Effects of Selenomethionine on MsrB1, SELENOS, Caspase-3 and GADD45 genes expressions in mouse liver and brain samples

Abstract

Selenomethionine (SeMet) is an organic form of selenium, an essential trace element that plays an important role in reproduction, thyroid hormone metabolism, DNA synthesis, immune response regulation. This study aimed to evaluate the effects of SeMet concentration on genes responsible for redox regulation (MsrB1), regulation of protein folding, immune and inflammatory processes (SELENOS) as well as genes related to apoptosis and cell cycle control (Caspase-3 and GADD45) in mice liver and brain. The study was performed on 4‒6 week old BALB/c mice, which were divided into a control group that had free access to tap water, and groups that were given ad libitum tap water supplemented with different concentrations of selenomethionine (0.2 and 0.4 mg SeMet/kg of body weight) for the period of 8 weeks.
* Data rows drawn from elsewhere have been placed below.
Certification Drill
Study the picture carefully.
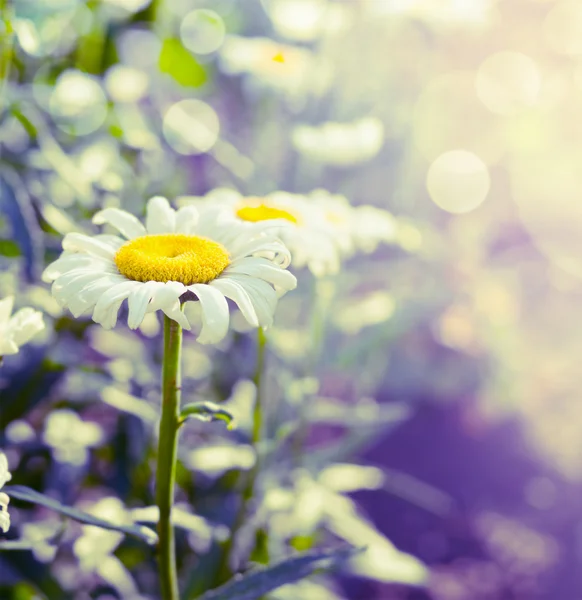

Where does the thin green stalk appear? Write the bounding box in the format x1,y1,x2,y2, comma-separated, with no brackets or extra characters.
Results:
156,316,182,600
0,0,14,113
216,327,267,586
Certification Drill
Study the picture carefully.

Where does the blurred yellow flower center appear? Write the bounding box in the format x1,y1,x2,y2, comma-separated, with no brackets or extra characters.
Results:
236,204,298,224
115,233,230,285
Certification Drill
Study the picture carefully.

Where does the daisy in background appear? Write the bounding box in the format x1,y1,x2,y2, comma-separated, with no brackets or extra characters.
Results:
291,117,384,167
178,188,341,277
178,188,406,277
0,296,44,360
305,189,399,258
43,196,296,344
219,35,332,98
0,450,12,533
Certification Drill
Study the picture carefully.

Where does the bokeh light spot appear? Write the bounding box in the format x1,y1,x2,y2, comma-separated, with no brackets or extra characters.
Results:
475,52,541,115
413,71,505,164
426,150,491,213
180,9,226,54
50,69,107,135
163,98,220,154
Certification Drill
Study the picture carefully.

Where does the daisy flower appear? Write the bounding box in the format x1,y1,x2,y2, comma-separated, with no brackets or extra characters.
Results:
182,188,341,277
187,188,397,277
0,450,12,533
0,296,44,357
219,35,332,97
43,196,297,344
306,189,397,258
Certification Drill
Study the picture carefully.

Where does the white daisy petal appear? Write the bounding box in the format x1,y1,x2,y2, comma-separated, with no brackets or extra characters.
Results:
66,274,127,318
229,275,277,327
146,196,176,234
147,281,190,330
42,253,116,283
93,280,140,329
63,233,123,259
51,269,107,306
209,277,259,327
188,283,230,344
225,257,297,290
93,208,146,240
127,281,164,329
0,296,14,323
176,205,200,235
45,196,296,344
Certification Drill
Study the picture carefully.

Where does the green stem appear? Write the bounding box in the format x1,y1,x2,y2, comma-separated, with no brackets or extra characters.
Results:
156,316,182,600
0,0,14,109
216,327,267,586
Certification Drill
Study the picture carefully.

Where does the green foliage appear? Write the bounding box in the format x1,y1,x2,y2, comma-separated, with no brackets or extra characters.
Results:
158,38,208,87
3,485,157,544
200,547,360,600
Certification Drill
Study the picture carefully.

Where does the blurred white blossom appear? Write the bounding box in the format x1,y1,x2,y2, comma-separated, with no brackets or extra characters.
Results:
43,408,104,466
0,296,44,356
219,35,332,97
291,117,384,166
0,450,12,533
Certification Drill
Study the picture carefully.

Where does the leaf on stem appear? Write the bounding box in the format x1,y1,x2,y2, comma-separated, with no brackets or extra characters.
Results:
180,402,235,429
199,546,361,600
2,485,158,545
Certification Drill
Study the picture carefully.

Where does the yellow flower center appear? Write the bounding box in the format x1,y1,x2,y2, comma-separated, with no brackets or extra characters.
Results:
114,233,230,285
236,203,298,224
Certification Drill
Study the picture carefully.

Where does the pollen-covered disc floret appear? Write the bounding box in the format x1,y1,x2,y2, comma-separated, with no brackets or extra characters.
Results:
183,188,341,277
114,233,230,285
43,196,297,344
236,199,299,224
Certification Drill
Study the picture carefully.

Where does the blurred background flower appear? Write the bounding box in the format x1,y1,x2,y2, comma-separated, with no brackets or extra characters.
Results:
0,0,582,600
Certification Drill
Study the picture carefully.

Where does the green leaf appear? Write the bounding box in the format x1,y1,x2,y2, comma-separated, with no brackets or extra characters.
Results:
2,485,158,545
180,402,235,429
199,546,361,600
158,38,207,87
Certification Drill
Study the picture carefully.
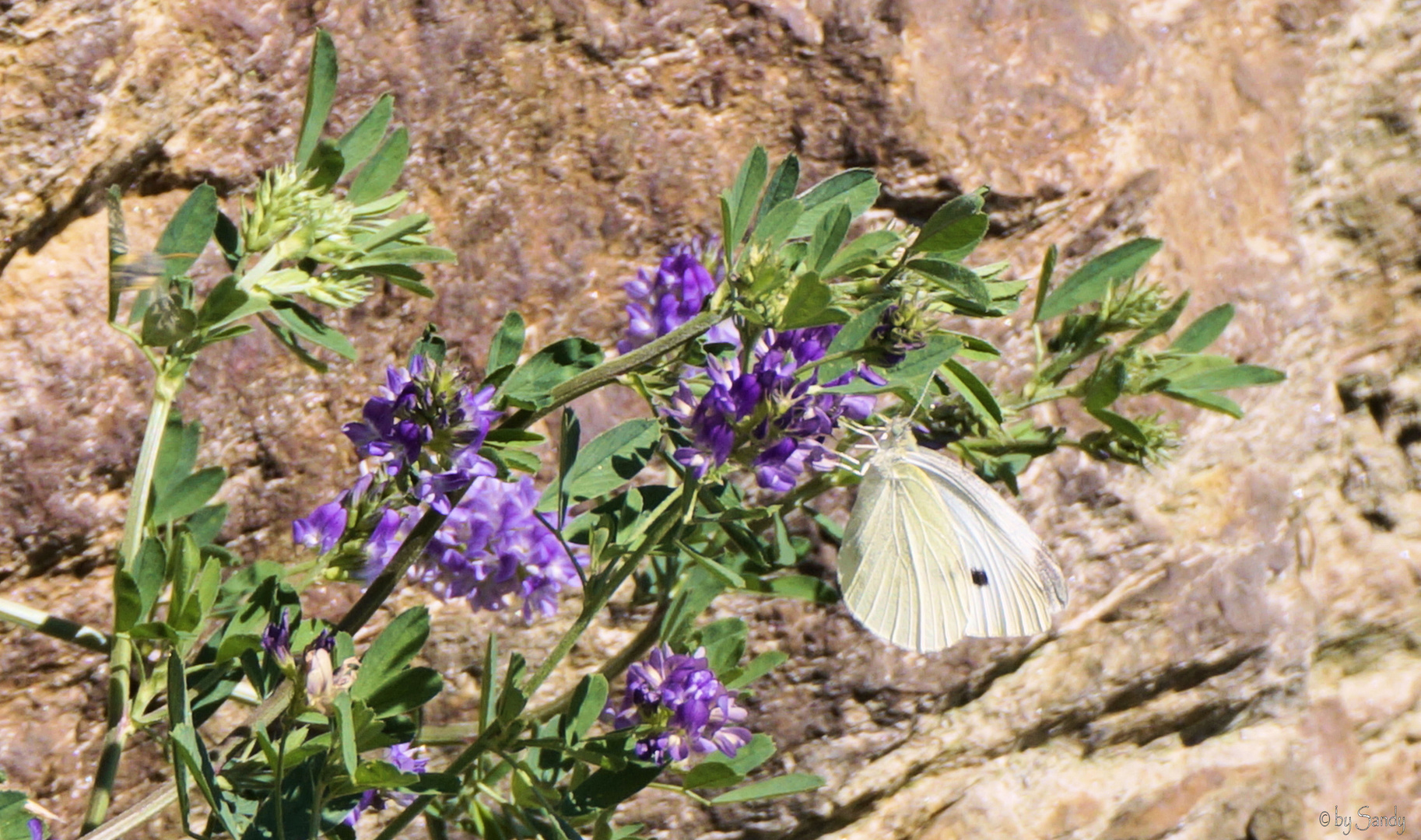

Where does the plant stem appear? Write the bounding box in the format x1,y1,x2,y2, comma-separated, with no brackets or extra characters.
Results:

After extracting mRNA from mouse liver and brain samples and performing complementary DNA synthesis, gene expression changes in the samples were determined by Real-time polymerase chain reaction. The obtained results showed that the expression of the Caspase-3 gene in both liver and brain samples was the highest among the control group, while the lowest expression was found among the mice that received 0.2 mg SeMet/kg. The expression of MsrB1 and SELENOS genes in the control groups of both samples is the lowest, while the expression of the mice exposed to 0.2 mg SeMet/kg is the highest. It was also found that with increasing SeMet concentration, GADD45 gene expression increased in liver samples and decreased in brain samples. According to the results, in mice treated with Selenomethionine, an increase in MsrB1 and SELENOS gene expression and a decrease in Caspase-3 gene expression in liver and brain samples, and an increase in GADD45 gene expression in liver samples lead to better cell survival associated with the crucial protection of these genes against inflammation, oxidative stress, DNA damage and apoptosis. However, as the concentration of SeMet increases, the decrease in GADD45 gene expression in brain samples may have a negative impact on cell functions, causing DNA damage.